Je regardai cette femme, elle était jolie de figure et paraissait bien faite de corps, mais je ne la connaissais pas (je ne connais pas de femme qui ait le droit de me dire bonsoir mon chou). C'était une raccro­cheuse. Elle en fut pour son bonsoir, je ne m'arrêtai pas.

Pourtant, quand je fus à une petite dis­tance je me retournai, involontairement mû par le changement que l'aspect de cette fille avait opéré dans mes pensées.

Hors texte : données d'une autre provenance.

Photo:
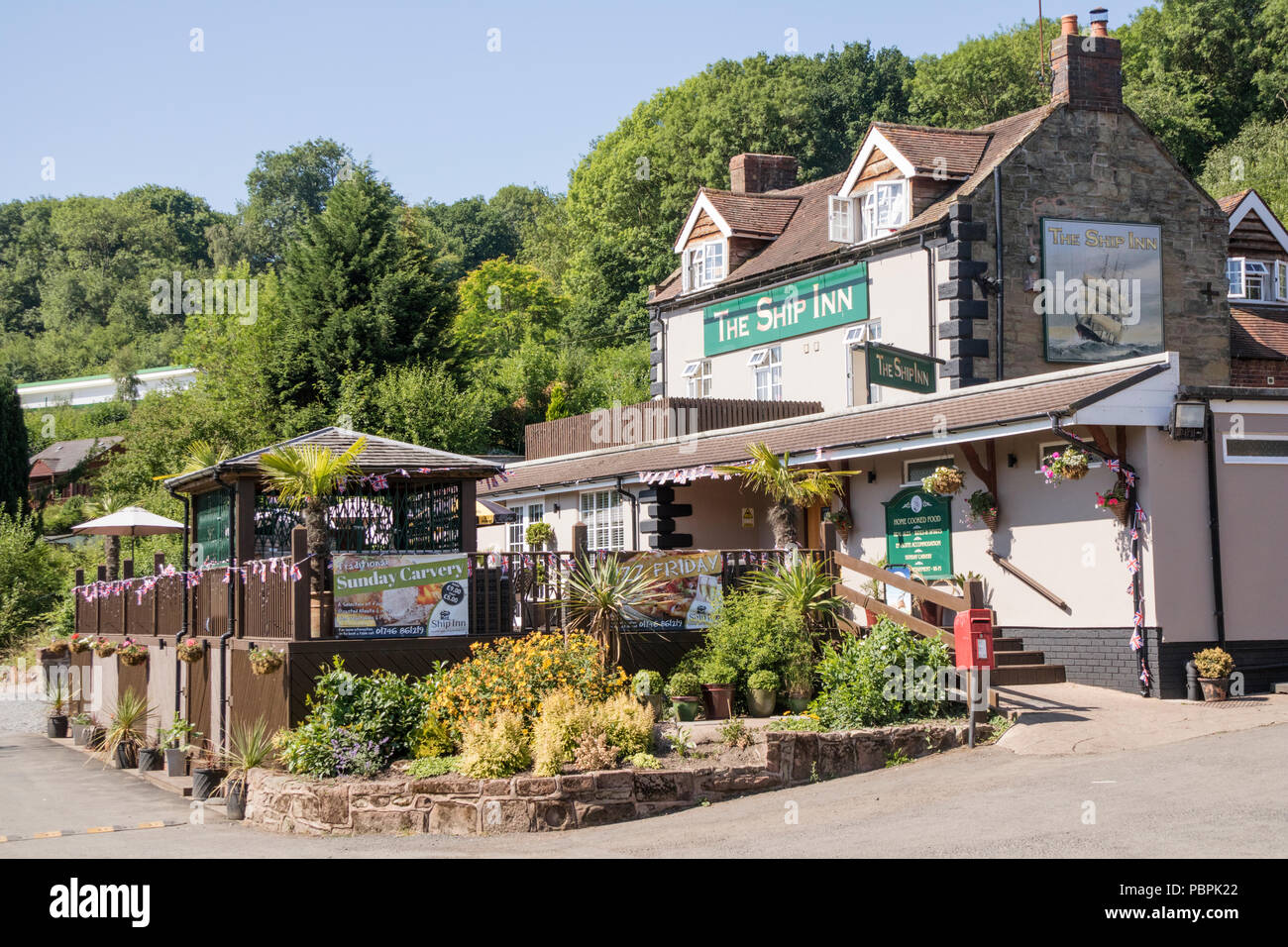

Elle aussi s'était retournée et m'attirait par un sourire et un mouvement de tête des plus provocateurs. Je fus insensible. D'ailleurs j'étais sans argent.

Je continuai ma promenade, cherchant à reprendre le fil interrompu de mes idées, je n'y pus parvenir; je m'embrouillai davan­tage à chaque pas. Tout à l'heure j'avais mille pensées dans la tête, maintenant c'est mille et une, et c'est cette dernière qui bouscule toutes les autres, qui les renverse et les roule dehors de mon cerveau, pour s'en emparer et l'occuper tout entier, quoique d'une manière vaporeuse, indéfinie.

Machinalement, j'entrai chez un mar­chand allumer un cigare, et tout en fumant je retournai chez moi en suivant le même chemin. Je rencontrai la raccrocheuse qui comme moi avait retourné sur ses pas, elle me sourit de nouveau et me dit :

- Venez chez moi, Monsieur, je vous ferai passer une bonne petite soirée.

- Où demeures-tu ? lui dis-je.

- Viens, ici près, il y une maison où nous trouverons une chambre.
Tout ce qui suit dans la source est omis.